Michael Lebowitz: Ponovno otkrivanje socijalizma i ponovno obnavljanje Marxa

SkriptaTV donosi snimku predavanja Michaela Lebowitza s ovogodišnjeg Subversive film festivala pod naslovom “Ponovno otkrivanje socijalizma i ponovno obnavljanje Marxa”. Michael Lebowitz je profesor emeritus ekonomije na kanadskom Sveučilištu Simon Fraser u Vancouveru, a trenutno živi u Venecueli, gdje aktivno sudjeluje u bolivarskoj revoluciji i izgradnji novog venecuelanskog društva.




Remember that socialism develops by changing the economic structure that subordinates individuals and prevents their all-round development. But what happens if instead of consciously attempting to subordinate the defect of self-interest, by building solidarity among members of society, you attempt instead to build on the defect? Consider in this respect, the experience with Yugoslav self-management. Looking at the Soviet model, in 1949, Yugoslav leadership described it as state capitalism and bureaucratic despotism. And they argued that bureaucracy in the Soviet union had become a new class. State ownership, they declared, was only a precondition of socialism. For socialism, the argument was – you need socialist relations of production, in other words, self-management. Without worker management, the argument went, there is no socialism. Which, incidentally, Chávez has said recently… Accordingly, in Yugoslavia, a process was begun to develop worker managed enterprises, based upon social ownership of the means of production. And certainly, without a question, the extreme alienation characteristic of the Soviet workplace was not to be found.

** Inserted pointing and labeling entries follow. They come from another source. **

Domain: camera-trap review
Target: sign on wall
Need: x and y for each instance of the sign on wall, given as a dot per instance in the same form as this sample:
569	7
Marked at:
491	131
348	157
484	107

But, something went wrong.

In the end there was neither social production organized by workers, nor social ownership of the means of production.

So, what did happen?

For one, in the absence of a sustained effort to educate workers in the workplace, as to how to run their enterprises, the distinction between thinking and doing remained. Although workers had the power to decide on critical investments, such as questions like investments, marketing and production, the workers councils did not feel they had the competence to make these decisions, compared with the management and the technical expertize. So, they tended to rubber stamp proposals that came from the managers. Why weren’t the workers real self-managers? A very important part of the problem is the context in which these self-managed enterprises existed. They functioned in the market, and were driven by one thing – self-interest. When maximizing income per worker, rather than the development of the human capacity is the goal, the Yugoslav experience shows that it maybe logical to rely upon experts who promised to take workers to their goal. The result is to undermine worker management and to ensure that workers themselves do not develop their potential.